= Vill =

Archaic land unit in Britain and Ireland

Vill is a term used in English, Welsh and Irish history to describe a basic rural land unit, roughly comparable to that of a parish, manor, village or tithing.

==Medieval developments==
The vill was the smallest territorial and administrative unit—a geographical subdivision of the hundred and county—in Anglo-Saxon England. It served both a policing function through the tithing, and the economic function of organising common projects through the village moot. The term is the Anglicized form of the word villa, used in Latin documents to translate the Anglo-Saxon tun.
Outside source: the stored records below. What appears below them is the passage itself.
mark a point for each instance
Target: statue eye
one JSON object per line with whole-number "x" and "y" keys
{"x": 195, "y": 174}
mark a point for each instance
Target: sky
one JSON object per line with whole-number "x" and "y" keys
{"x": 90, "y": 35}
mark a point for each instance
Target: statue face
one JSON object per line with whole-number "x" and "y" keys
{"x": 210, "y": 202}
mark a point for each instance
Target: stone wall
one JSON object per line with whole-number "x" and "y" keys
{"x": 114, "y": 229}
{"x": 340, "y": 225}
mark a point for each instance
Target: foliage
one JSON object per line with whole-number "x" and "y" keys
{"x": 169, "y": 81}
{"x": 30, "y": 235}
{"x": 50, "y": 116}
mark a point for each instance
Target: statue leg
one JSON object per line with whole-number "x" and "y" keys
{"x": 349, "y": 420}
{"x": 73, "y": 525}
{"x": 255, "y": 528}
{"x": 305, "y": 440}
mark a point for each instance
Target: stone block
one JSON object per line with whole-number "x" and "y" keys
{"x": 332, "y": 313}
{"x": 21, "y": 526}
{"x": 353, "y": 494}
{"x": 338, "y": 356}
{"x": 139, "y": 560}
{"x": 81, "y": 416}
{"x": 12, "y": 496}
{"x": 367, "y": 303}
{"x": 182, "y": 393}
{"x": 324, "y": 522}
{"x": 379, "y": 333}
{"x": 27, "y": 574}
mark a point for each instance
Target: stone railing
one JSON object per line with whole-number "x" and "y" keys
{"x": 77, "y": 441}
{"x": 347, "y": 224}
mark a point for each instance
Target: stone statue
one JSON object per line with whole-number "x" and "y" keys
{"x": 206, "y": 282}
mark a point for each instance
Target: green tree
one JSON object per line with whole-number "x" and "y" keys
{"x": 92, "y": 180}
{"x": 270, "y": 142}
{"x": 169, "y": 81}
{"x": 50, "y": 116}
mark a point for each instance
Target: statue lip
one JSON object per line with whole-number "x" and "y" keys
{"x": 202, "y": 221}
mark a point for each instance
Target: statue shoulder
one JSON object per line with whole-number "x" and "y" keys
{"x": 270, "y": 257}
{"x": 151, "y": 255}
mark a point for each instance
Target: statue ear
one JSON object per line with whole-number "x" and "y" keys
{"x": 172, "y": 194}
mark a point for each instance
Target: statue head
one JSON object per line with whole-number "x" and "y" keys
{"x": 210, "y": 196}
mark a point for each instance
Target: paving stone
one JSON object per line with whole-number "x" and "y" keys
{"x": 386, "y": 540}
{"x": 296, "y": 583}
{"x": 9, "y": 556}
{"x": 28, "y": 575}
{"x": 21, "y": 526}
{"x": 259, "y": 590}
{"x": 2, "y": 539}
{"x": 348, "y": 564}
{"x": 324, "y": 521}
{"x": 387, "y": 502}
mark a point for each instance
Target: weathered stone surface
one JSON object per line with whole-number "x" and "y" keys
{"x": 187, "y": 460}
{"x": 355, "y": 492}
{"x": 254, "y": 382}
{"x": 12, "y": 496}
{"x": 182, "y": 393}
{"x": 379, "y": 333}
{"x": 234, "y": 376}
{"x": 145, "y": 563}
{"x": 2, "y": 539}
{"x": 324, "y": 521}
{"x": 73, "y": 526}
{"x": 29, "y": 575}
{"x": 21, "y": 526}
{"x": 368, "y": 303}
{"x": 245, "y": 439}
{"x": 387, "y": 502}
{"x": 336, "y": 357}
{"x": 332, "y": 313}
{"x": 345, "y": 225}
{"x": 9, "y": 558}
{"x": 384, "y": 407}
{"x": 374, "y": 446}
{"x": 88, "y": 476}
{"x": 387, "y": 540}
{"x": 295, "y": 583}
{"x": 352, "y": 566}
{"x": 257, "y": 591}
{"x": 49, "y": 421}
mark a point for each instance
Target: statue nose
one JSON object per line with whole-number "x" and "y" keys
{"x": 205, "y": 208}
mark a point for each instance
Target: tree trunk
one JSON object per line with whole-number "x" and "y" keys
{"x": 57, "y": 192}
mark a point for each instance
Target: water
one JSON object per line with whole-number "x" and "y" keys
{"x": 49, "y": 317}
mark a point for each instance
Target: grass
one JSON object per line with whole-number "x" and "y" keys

The vill remained the basic rural unit after the Norman Conquest—land units in the Domesday Book are frequently referred to as vills—and into the late medieval era. Whereas the manor was a unit of landholding, the vill was a territorial one—most vills did not tally physically with manor boundaries—and a public part of the royal administration. The vill had judicial and policing functions, including frankpledge, as well as responsibility for taxation, roads and bridges. It would also organise the communal pastures, the seasonal chronology of rural agriculture, and the three-field system.

With the Angevin growth of royal, as opposed to feudal, government, new duties were imposed upon the vill. By the early 12th century, the reeve and four villagers were required to attend the hundred court "on behalf of all"; in the 1166 Assize of Clarendon, "four of the more lawful men of each vill" were required to present malefactors. Four men and the reeve were again called on for tax assessment in 1198; the Ordinance of 1242 on policing provided for "continuous watch ... in every vill by six men or four or less according to the number of the inhabitants".

At the same time, the vill emerged as a legal entity in its own right, taking oppressive lords of the manor to court, or suing other vills, or purchasing privileges from the Crown, as well as repairing bridges and churches as required. While retaining and even extending its hierarchical and socially stratified nature to the end, the medieval vill always remained a vibrant part of local rural life.

==Legal and other usage==
- Traditionally, among legal historians, a vill referred to the tract of land of a rural community, whereas "township" was referred to when the tax and legal administration of a rural community was meant.
- The word would later develop into ville and village, while an unfree inhabitant of a vill was called a villein.